Thomas Louw de Beer (18 May 1935 - 9 October 2022) was a company director in South Africa and the last chairman of the South African secret organization called the Afrikaner Broederbond. After the secrecy was dropped a new organization were founded called the Afrikanerbond. He was the first chairman of the new organization. The Afrikanerbond is today open for any gender and race.

==Roots==
De Beer was born on 18 May 1935, to Roelof Adriaan de Beer and Wilhelmina Hendrika Burger. In 1966 he married Emmerentia Aletta Lombard. He obtained a Bcomm degree. He further is a qualified Chartered Accountant, CA (SA), registered at the South African Institute of Chartered Accountants.

==Work life==
He started to work in 1954 as an accountant in Boshof, Orange Free State before he joined Federale Mynbou in 1965. In 1978, he was awarded the position of Chief Financial officer at Gencor Limited. In 1986 he became chairman of Genbel South Africa Limited, an investment company.

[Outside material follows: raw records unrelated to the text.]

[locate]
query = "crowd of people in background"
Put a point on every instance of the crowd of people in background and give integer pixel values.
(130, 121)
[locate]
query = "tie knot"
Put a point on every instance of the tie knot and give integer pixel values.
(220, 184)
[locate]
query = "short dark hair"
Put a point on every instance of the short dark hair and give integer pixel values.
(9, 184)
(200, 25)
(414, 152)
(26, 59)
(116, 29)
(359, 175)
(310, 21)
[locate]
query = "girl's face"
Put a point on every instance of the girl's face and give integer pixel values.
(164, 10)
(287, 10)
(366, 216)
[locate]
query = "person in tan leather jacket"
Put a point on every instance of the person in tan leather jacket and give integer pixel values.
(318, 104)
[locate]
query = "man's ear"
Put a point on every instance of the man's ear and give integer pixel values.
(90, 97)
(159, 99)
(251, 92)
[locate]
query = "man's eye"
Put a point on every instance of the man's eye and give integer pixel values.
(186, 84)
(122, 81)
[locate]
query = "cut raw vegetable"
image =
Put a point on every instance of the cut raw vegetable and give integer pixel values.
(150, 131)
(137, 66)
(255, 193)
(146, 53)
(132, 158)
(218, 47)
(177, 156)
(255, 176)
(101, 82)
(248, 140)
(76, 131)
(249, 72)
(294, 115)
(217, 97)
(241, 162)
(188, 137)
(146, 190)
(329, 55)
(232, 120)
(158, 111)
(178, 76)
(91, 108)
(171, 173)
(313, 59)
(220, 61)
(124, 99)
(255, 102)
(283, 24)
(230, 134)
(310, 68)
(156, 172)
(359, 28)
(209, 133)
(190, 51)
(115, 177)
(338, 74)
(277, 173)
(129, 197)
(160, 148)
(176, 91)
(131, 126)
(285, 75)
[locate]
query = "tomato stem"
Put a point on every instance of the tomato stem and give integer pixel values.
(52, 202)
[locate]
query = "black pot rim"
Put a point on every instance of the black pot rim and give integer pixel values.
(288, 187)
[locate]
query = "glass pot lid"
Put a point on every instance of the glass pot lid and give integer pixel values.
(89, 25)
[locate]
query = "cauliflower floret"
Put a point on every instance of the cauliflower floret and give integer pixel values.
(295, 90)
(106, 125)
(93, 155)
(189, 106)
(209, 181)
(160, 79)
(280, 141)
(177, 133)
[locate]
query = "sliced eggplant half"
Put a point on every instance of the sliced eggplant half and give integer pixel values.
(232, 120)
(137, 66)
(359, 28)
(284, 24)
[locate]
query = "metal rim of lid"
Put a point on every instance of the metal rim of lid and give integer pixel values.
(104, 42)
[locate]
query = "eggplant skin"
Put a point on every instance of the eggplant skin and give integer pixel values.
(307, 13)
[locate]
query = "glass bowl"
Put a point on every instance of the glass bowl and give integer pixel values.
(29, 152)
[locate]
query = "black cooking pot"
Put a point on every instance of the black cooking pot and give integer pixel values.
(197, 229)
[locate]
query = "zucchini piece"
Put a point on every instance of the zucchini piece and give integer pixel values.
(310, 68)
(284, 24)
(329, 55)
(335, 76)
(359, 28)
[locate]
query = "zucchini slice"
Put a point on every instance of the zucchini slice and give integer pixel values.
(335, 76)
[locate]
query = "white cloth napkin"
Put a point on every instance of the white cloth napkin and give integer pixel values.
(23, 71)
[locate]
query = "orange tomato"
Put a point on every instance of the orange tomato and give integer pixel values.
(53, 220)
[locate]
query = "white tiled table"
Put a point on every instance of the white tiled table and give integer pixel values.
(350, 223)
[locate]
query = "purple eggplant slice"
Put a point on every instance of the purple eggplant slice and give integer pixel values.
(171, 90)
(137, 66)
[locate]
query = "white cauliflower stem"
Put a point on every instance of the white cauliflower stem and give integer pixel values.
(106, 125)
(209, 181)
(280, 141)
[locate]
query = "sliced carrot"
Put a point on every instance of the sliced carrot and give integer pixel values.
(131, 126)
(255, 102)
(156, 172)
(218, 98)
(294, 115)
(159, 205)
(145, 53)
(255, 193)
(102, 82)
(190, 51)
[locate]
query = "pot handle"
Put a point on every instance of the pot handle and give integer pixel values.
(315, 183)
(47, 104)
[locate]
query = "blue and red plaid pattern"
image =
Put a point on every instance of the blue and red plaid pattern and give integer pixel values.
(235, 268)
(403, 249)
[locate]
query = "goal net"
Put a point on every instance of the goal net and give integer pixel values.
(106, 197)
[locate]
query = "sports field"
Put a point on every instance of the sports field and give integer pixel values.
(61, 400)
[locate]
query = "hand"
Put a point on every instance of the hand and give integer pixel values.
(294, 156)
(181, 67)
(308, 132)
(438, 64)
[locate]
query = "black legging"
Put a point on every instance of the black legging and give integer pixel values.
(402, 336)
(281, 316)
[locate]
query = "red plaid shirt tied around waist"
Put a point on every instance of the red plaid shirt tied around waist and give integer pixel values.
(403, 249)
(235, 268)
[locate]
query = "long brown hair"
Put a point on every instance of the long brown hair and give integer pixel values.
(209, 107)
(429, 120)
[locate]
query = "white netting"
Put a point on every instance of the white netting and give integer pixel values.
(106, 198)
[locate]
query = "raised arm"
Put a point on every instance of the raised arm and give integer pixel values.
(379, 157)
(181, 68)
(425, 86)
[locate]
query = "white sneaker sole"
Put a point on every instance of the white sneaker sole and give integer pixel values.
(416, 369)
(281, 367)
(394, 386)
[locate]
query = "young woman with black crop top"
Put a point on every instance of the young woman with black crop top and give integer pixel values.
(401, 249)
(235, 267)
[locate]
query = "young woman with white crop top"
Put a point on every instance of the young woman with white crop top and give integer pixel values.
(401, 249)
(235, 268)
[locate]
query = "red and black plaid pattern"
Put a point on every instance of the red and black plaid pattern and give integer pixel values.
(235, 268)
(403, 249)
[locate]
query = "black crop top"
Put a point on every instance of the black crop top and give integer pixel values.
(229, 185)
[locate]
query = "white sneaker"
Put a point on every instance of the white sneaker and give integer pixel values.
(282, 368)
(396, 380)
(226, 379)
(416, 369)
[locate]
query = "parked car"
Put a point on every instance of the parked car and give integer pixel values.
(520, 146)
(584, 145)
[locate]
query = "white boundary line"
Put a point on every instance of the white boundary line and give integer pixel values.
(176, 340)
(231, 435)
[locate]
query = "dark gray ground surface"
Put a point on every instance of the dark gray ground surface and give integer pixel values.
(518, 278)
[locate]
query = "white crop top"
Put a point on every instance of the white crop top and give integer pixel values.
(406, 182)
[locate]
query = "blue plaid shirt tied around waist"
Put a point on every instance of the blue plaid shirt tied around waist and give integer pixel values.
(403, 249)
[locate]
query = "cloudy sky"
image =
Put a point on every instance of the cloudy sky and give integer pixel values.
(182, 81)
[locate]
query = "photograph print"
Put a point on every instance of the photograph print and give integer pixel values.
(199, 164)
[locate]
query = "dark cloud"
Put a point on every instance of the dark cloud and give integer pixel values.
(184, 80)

During his career he was directors of:
- Kumba Resources Limited – listed on the JSE in 2001
- Iscor Limited – which was subsequently taken over by ArcelorMittal Ltd.
- Trans Natal Coal Corporation – an investment company in the Coal Operations category
- Sappi – South African listed company in the wood and paper industry
- MES – de Beer was chairman of this non-profit company which aimed to better the prospects of homeless people in urban areas.

==Afrikaner Broederbond==
He became a member in 1963, and was chairman from 1993 to 1994.

==Afrikanerbond==
He was chairman from 1994–2000.
De Beer was responsible for changing the organization to a non-secret, non-sexist and non-racial organization. He believes that the new organization can play a facilitation role. He felt that Apartheid right wing political parties members (which were not welcome in the old Afrikaner Broederbond) needed to come to terms with reality. De Beer however felt that the Afrikaans language and Christianity, together with cultural norms would remain part of the new organization.

==Recognition==
He received the Ellen Kuzwayo Council Award from the University of Johannesburg.